I've been looking forward to getting/reading this book for almost a year now because of Susan M. Dixon's "Illustrating Ancient Rome, or the Ichnographia as Uchronis and Other Time Warps in Piranesi's Il Campo Marzio." therein.
I've known Sue Dixon since 1975, as we started architecture school together. Sue and I had many phone conversations regarding Piranesi and the Campo Marzio from 1994 to 1997. We hardly communicate at all anymore, and that's mostly because Sue sees my Campo Marzio work as too outside the realm of academia and also somewhat infringing upon the work that she herself wanted/wants to do. In her last email to me (of almost two years ago) she actually suggested that "publishing via the web is not copyrighted." Of course, I immediately informed her that her supposition was completely bogus, and it is indeed unfortunate that such a notion is indicative of how academia chooses to view any kind of publishing that is outside of academia's own control.

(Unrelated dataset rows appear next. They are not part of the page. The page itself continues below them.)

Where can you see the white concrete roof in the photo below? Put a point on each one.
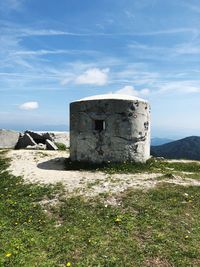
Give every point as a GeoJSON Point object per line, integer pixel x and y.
{"type": "Point", "coordinates": [112, 96]}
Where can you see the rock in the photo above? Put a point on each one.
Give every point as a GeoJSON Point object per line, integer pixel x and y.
{"type": "Point", "coordinates": [31, 147]}
{"type": "Point", "coordinates": [39, 137]}
{"type": "Point", "coordinates": [50, 145]}
{"type": "Point", "coordinates": [8, 139]}
{"type": "Point", "coordinates": [24, 141]}
{"type": "Point", "coordinates": [61, 137]}
{"type": "Point", "coordinates": [37, 147]}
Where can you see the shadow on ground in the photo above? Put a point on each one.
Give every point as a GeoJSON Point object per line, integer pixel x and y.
{"type": "Point", "coordinates": [58, 164]}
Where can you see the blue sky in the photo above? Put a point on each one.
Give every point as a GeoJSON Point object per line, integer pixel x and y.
{"type": "Point", "coordinates": [55, 52]}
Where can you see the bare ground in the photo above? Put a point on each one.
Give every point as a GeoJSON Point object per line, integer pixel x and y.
{"type": "Point", "coordinates": [48, 167]}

I still like Sue, but I don't like the academic mold that she and all others like her have to conform to. I particularly dislike how my unprecedented Campo Marzio work remains academically unrecognized. Granted, I was surprised to find Sue actually mentioned me in a footnote within her essay above, but all that really does is point to a rather large lacunae in her references. I'll be "de-constructing" "Illustrating Ancient Rome..." in a series of subsequent posts... Here's something for starters:
The whole point of Dixon's "Illustrating Ancient Rome..." occurs in one sentence on page 121:
"In this sense, the Ichnographia reads as a memory of an ancient Roman past rather than a historical reconstruction of it."
This passage is remarkably similary to a sentence within the abstract to "Inside the Density of G.B Piranesi's Ichnographia Campi Martii" which I wrote in 1999:
"The hundreds of individual building plans and their Latin labels within the Campo Marzio do not "reconstruct" ancient Rome as much as they "reenact" it."
It looks like Sue hasn't realized that human memory itself is nothing but a reenactment.
...footnote 16 of "Illustrating Ancient Rome..." reads:
I thank Stephen Lauf for pointing out this late fourth-century monument. It is situated on the right bank of the Tiber, just south of the bridge leading to the Mausoleum of Hadrian.
The monument Dixon notes is the Arch of Gratian and Valentinian II, but the arch that Piranesi delineates within the Ichnographia is the Arch of Gratian, Valentinian and Theodosius, so I'm not really sure what Sue is thanking me for (and I certainly hope that she is not somehow covertly implicating me as to making a mistaking identification). There are a couple of possibilities as to what really happened here:
1. Sue could be recalling some long ago phone conversation that we had. I doubt this though.
2. Sue is referencing (albeit incorrectly) page 6.1 of "Inside the Density...". If this is the case, then she should certainly have provided the full bibliographical reference.
3. Sue could be referencing the "Honorius, Flavius" entry of Encyclopedia Ichnographica that was published at Quondam in 1998. The Arch of Gratian, Valentinian and Theodosius is indicated there as well.